Research tells us that engaging out of school time learning opportunities are a necessary part of a well-rounded childhood. Children spend only a fraction of their hours in school and need nourishing, challenging, and fun activities to fill in the balance. My audacious idea is to map all of the opportunities that currently exist for Baltimore’s young people, and to invite youth to lead the process.
Young people could quantify and map electronically all of the activities, programs, and resources that are available for children and youth, outside of school. With the completed map, youth and their caregivers would know where resources exist and be able to access them. Advocates, policy makers, and youth services providers would know where the gaps in service are so they could work to address them. Involving youth in the process of mapping fosters their engagement with the city in which they live, and will help make sure that the final results are shaped and presented in a way that reflects a youth perspective on what the resources and opportunities are.
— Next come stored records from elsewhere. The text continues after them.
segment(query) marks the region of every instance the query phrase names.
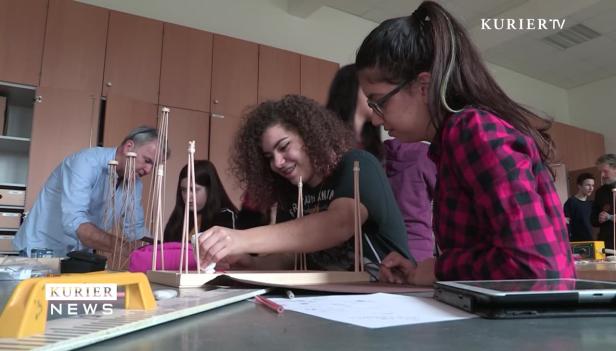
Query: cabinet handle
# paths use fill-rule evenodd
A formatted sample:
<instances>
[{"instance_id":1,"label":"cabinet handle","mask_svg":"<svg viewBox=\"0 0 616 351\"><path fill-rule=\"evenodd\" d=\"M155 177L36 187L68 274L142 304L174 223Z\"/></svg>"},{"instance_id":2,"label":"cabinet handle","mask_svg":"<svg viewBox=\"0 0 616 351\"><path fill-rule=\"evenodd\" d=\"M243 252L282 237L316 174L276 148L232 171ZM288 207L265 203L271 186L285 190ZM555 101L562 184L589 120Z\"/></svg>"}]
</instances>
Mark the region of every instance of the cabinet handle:
<instances>
[{"instance_id":1,"label":"cabinet handle","mask_svg":"<svg viewBox=\"0 0 616 351\"><path fill-rule=\"evenodd\" d=\"M41 95L37 95L37 96L34 98L34 102L43 102L43 97L42 97Z\"/></svg>"},{"instance_id":2,"label":"cabinet handle","mask_svg":"<svg viewBox=\"0 0 616 351\"><path fill-rule=\"evenodd\" d=\"M218 104L218 103L220 103L220 101L218 101L218 99L214 99L214 103Z\"/></svg>"},{"instance_id":3,"label":"cabinet handle","mask_svg":"<svg viewBox=\"0 0 616 351\"><path fill-rule=\"evenodd\" d=\"M225 118L225 115L221 115L219 113L212 112L212 117L214 117L214 118Z\"/></svg>"},{"instance_id":4,"label":"cabinet handle","mask_svg":"<svg viewBox=\"0 0 616 351\"><path fill-rule=\"evenodd\" d=\"M110 87L110 86L111 86L111 82L107 82L107 84L106 84L106 85L107 85L108 87Z\"/></svg>"}]
</instances>

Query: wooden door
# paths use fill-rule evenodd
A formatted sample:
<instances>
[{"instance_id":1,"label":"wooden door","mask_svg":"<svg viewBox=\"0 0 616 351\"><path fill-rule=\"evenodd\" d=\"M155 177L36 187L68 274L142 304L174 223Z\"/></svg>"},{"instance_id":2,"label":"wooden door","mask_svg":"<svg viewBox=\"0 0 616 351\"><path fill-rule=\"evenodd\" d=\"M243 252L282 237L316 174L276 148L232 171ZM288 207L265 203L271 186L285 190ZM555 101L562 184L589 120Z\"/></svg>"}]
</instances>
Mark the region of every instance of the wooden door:
<instances>
[{"instance_id":1,"label":"wooden door","mask_svg":"<svg viewBox=\"0 0 616 351\"><path fill-rule=\"evenodd\" d=\"M51 0L41 86L101 94L109 11Z\"/></svg>"},{"instance_id":2,"label":"wooden door","mask_svg":"<svg viewBox=\"0 0 616 351\"><path fill-rule=\"evenodd\" d=\"M160 104L210 110L212 34L165 23Z\"/></svg>"},{"instance_id":3,"label":"wooden door","mask_svg":"<svg viewBox=\"0 0 616 351\"><path fill-rule=\"evenodd\" d=\"M206 160L209 151L210 118L206 112L171 108L168 143L171 157L167 160L165 191L165 223L175 206L178 175L188 162L188 142L195 141L195 160Z\"/></svg>"},{"instance_id":4,"label":"wooden door","mask_svg":"<svg viewBox=\"0 0 616 351\"><path fill-rule=\"evenodd\" d=\"M214 35L209 159L235 205L241 191L229 174L229 148L242 114L257 104L258 67L257 44Z\"/></svg>"},{"instance_id":5,"label":"wooden door","mask_svg":"<svg viewBox=\"0 0 616 351\"><path fill-rule=\"evenodd\" d=\"M0 80L38 86L47 0L0 1Z\"/></svg>"},{"instance_id":6,"label":"wooden door","mask_svg":"<svg viewBox=\"0 0 616 351\"><path fill-rule=\"evenodd\" d=\"M310 56L301 56L300 92L325 105L329 86L338 71L338 64Z\"/></svg>"},{"instance_id":7,"label":"wooden door","mask_svg":"<svg viewBox=\"0 0 616 351\"><path fill-rule=\"evenodd\" d=\"M111 11L103 96L158 103L163 23Z\"/></svg>"},{"instance_id":8,"label":"wooden door","mask_svg":"<svg viewBox=\"0 0 616 351\"><path fill-rule=\"evenodd\" d=\"M39 88L34 106L26 209L68 155L96 145L99 98L84 91Z\"/></svg>"},{"instance_id":9,"label":"wooden door","mask_svg":"<svg viewBox=\"0 0 616 351\"><path fill-rule=\"evenodd\" d=\"M259 102L299 94L299 82L299 54L259 45Z\"/></svg>"}]
</instances>

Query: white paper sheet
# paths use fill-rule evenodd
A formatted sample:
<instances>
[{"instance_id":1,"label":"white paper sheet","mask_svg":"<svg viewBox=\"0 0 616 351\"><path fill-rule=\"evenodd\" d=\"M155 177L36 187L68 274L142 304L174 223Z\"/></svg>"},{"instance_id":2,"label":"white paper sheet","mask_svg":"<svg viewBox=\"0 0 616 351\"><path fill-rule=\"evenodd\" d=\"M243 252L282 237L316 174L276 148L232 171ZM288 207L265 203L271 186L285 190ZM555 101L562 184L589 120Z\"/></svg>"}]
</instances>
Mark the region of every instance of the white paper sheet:
<instances>
[{"instance_id":1,"label":"white paper sheet","mask_svg":"<svg viewBox=\"0 0 616 351\"><path fill-rule=\"evenodd\" d=\"M442 322L477 317L431 297L394 294L272 298L290 311L365 328Z\"/></svg>"}]
</instances>

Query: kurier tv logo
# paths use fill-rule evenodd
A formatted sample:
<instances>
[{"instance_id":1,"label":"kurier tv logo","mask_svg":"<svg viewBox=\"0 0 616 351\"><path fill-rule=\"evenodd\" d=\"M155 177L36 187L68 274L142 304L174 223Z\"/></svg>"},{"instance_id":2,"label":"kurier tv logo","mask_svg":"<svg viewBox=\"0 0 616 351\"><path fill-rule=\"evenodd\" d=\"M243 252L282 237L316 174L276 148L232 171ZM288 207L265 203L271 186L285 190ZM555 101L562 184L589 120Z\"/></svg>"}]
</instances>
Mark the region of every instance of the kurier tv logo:
<instances>
[{"instance_id":1,"label":"kurier tv logo","mask_svg":"<svg viewBox=\"0 0 616 351\"><path fill-rule=\"evenodd\" d=\"M117 284L45 284L45 297L50 302L51 315L96 314L102 311L104 315L113 313L113 304L105 301L116 301L118 298Z\"/></svg>"},{"instance_id":2,"label":"kurier tv logo","mask_svg":"<svg viewBox=\"0 0 616 351\"><path fill-rule=\"evenodd\" d=\"M481 30L562 30L565 18L482 18Z\"/></svg>"}]
</instances>

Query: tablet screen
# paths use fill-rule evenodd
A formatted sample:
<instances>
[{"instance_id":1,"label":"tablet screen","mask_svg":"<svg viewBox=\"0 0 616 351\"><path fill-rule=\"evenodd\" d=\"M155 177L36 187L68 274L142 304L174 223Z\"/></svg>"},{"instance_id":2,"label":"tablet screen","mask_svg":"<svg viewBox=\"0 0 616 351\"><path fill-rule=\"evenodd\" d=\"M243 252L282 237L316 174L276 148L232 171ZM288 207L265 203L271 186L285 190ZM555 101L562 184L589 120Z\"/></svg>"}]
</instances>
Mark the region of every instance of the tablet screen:
<instances>
[{"instance_id":1,"label":"tablet screen","mask_svg":"<svg viewBox=\"0 0 616 351\"><path fill-rule=\"evenodd\" d=\"M575 279L480 280L465 281L465 285L499 292L610 290L616 283Z\"/></svg>"}]
</instances>

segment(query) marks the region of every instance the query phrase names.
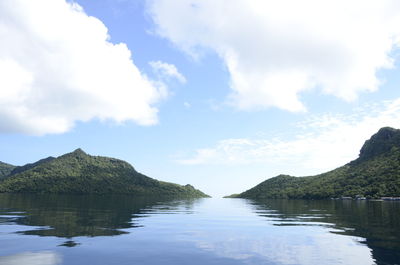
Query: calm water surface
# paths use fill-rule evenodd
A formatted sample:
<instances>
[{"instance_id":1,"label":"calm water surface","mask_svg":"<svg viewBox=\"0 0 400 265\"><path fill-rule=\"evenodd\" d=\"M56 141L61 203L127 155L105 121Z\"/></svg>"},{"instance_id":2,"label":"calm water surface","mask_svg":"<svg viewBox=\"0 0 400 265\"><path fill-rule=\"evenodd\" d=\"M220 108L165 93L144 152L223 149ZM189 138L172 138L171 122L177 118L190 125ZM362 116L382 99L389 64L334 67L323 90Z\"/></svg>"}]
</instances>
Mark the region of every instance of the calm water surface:
<instances>
[{"instance_id":1,"label":"calm water surface","mask_svg":"<svg viewBox=\"0 0 400 265\"><path fill-rule=\"evenodd\" d=\"M400 203L0 194L5 264L400 264Z\"/></svg>"}]
</instances>

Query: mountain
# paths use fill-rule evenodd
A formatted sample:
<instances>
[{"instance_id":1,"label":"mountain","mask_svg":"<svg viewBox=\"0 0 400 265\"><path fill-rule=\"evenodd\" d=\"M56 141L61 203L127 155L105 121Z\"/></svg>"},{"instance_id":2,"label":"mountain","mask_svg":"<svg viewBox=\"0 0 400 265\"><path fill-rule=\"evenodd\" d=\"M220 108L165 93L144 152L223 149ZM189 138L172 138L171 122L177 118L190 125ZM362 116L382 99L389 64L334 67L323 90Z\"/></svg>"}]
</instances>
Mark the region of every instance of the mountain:
<instances>
[{"instance_id":1,"label":"mountain","mask_svg":"<svg viewBox=\"0 0 400 265\"><path fill-rule=\"evenodd\" d=\"M350 163L316 176L279 175L227 197L324 199L400 196L400 130L381 128Z\"/></svg>"},{"instance_id":2,"label":"mountain","mask_svg":"<svg viewBox=\"0 0 400 265\"><path fill-rule=\"evenodd\" d=\"M125 161L91 156L81 149L13 168L0 181L0 192L208 197L189 184L158 181Z\"/></svg>"},{"instance_id":3,"label":"mountain","mask_svg":"<svg viewBox=\"0 0 400 265\"><path fill-rule=\"evenodd\" d=\"M9 175L11 173L11 171L13 171L15 168L16 168L16 166L13 166L13 165L10 165L7 163L3 163L0 161L0 179Z\"/></svg>"}]
</instances>

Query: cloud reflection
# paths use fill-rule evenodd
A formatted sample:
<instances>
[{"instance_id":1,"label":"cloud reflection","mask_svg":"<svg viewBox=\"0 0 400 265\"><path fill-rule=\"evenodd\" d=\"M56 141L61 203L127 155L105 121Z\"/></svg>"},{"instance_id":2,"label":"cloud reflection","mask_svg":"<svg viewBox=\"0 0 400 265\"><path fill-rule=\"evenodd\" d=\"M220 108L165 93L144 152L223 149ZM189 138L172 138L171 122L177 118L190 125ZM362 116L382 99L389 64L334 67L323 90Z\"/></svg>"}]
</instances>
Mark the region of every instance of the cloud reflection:
<instances>
[{"instance_id":1,"label":"cloud reflection","mask_svg":"<svg viewBox=\"0 0 400 265\"><path fill-rule=\"evenodd\" d=\"M57 265L62 258L52 251L23 252L11 256L0 257L0 265Z\"/></svg>"},{"instance_id":2,"label":"cloud reflection","mask_svg":"<svg viewBox=\"0 0 400 265\"><path fill-rule=\"evenodd\" d=\"M307 228L271 228L265 233L242 235L229 231L198 234L196 245L245 264L374 264L371 250L360 244L359 238L326 233L323 228L304 230Z\"/></svg>"}]
</instances>

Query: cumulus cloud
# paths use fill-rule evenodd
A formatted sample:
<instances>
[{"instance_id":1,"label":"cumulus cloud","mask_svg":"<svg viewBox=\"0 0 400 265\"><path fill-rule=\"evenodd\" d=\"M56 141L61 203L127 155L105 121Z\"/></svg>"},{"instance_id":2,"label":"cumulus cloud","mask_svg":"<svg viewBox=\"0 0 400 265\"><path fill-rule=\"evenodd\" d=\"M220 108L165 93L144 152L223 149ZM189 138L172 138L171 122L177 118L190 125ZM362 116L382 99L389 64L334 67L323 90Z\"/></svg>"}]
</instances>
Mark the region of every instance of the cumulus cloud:
<instances>
[{"instance_id":1,"label":"cumulus cloud","mask_svg":"<svg viewBox=\"0 0 400 265\"><path fill-rule=\"evenodd\" d=\"M64 0L0 2L0 131L62 133L91 119L157 122L165 86L106 26Z\"/></svg>"},{"instance_id":2,"label":"cumulus cloud","mask_svg":"<svg viewBox=\"0 0 400 265\"><path fill-rule=\"evenodd\" d=\"M175 78L181 83L186 83L186 78L175 65L161 61L151 61L149 64L161 79Z\"/></svg>"},{"instance_id":3,"label":"cumulus cloud","mask_svg":"<svg viewBox=\"0 0 400 265\"><path fill-rule=\"evenodd\" d=\"M186 165L267 164L271 168L294 169L296 174L314 174L356 159L364 141L385 126L400 128L400 99L365 105L352 115L313 116L292 127L291 131L298 133L288 139L221 140L178 162Z\"/></svg>"},{"instance_id":4,"label":"cumulus cloud","mask_svg":"<svg viewBox=\"0 0 400 265\"><path fill-rule=\"evenodd\" d=\"M154 31L185 52L215 51L239 109L304 111L299 94L351 101L378 89L400 44L397 0L148 0Z\"/></svg>"}]
</instances>

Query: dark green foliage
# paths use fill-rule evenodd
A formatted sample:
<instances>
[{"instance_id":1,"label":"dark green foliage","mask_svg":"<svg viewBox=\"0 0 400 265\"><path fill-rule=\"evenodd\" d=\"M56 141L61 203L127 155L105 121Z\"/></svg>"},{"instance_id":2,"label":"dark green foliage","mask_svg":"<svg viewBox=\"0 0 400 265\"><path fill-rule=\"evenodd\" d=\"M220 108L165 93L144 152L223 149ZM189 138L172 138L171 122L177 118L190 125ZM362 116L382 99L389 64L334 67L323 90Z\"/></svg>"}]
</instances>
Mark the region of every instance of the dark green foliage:
<instances>
[{"instance_id":1,"label":"dark green foliage","mask_svg":"<svg viewBox=\"0 0 400 265\"><path fill-rule=\"evenodd\" d=\"M34 167L40 165L40 164L49 162L49 161L51 161L51 160L53 160L53 159L55 159L55 158L52 157L52 156L49 156L49 157L47 157L47 158L40 159L39 161L36 161L35 163L26 164L26 165L21 166L21 167L15 167L15 168L11 171L11 173L9 174L9 176L18 174L18 173L23 172L23 171L26 171L26 170L29 170L29 169L31 169L31 168L34 168Z\"/></svg>"},{"instance_id":2,"label":"dark green foliage","mask_svg":"<svg viewBox=\"0 0 400 265\"><path fill-rule=\"evenodd\" d=\"M4 178L5 176L9 175L16 166L3 163L0 161L0 179Z\"/></svg>"},{"instance_id":3,"label":"dark green foliage","mask_svg":"<svg viewBox=\"0 0 400 265\"><path fill-rule=\"evenodd\" d=\"M280 175L232 197L324 199L400 196L400 130L382 128L345 166L310 177Z\"/></svg>"},{"instance_id":4,"label":"dark green foliage","mask_svg":"<svg viewBox=\"0 0 400 265\"><path fill-rule=\"evenodd\" d=\"M207 196L190 185L158 181L125 161L90 156L81 149L25 168L0 182L0 192Z\"/></svg>"}]
</instances>

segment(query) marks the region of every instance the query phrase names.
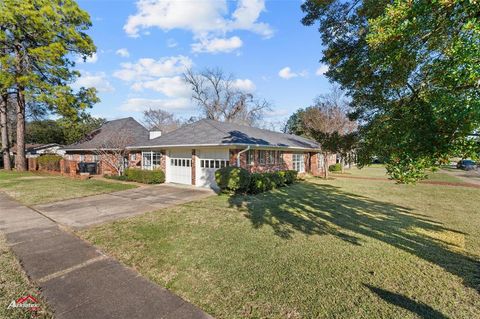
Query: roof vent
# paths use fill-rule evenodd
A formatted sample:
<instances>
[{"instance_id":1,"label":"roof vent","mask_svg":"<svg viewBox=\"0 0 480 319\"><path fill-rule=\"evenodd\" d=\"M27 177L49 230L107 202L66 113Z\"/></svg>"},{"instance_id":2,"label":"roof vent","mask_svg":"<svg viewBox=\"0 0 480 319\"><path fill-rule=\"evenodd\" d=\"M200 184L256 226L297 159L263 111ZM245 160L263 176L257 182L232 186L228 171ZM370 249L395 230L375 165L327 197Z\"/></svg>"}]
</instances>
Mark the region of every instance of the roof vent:
<instances>
[{"instance_id":1,"label":"roof vent","mask_svg":"<svg viewBox=\"0 0 480 319\"><path fill-rule=\"evenodd\" d=\"M150 131L150 139L153 140L154 138L162 136L162 131Z\"/></svg>"}]
</instances>

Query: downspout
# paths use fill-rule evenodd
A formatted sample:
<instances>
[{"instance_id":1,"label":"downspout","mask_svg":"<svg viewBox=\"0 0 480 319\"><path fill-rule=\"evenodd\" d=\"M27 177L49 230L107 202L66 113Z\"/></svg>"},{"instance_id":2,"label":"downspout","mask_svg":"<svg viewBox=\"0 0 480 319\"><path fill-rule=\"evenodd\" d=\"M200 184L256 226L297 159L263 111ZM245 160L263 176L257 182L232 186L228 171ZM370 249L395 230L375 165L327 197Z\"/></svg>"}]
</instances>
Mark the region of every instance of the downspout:
<instances>
[{"instance_id":1,"label":"downspout","mask_svg":"<svg viewBox=\"0 0 480 319\"><path fill-rule=\"evenodd\" d=\"M240 154L245 153L245 152L248 151L249 149L250 149L250 145L248 145L246 149L241 150L240 152L238 152L238 154L237 154L237 167L240 167Z\"/></svg>"}]
</instances>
A group of YouthWorks students working with Baltimore’s Safe and Sound Campaign will begin work on the Baltimore Opportunity Map (BOM) this summer by mapping at least 500 youth-serving organizations They will do the research by internet and telephone, and they will be out canvassing neighborhoods to capture the opportunities in person. The Mappers will build on Mayor Rawlings-Blake’s new Youth B’More site (www.youthbmore.org), which provides an online catalog of organized youth activities for Summer 2010. As each resource is added to the database, an organizational contact number and email address will be attached, so that over time, these individuals can be contacted for updates, ensuring that the data stays fresh and accurate.
Please look out for the Baltimore Opportunity Mappers and be generous with the information you share. With your help, they will create a comprehensive and accessible map of the resources for youth that exist in our city. Strong community participation is necessary at many levels to ensure success: accurate data about available opportunities is critically important, as is ensuring that youth and caregivers know about and use this resource over time.
Maps show us where we have come from, and they allow us to visualize where we could be going. With a good map, and the skills to use it, anyone can go just about anywhere. Without a map, the road taken is often harder, longer, and less direct. Baltimore’s children deserve a good map, dense with opportunities, to get them safely to their chosen destinations.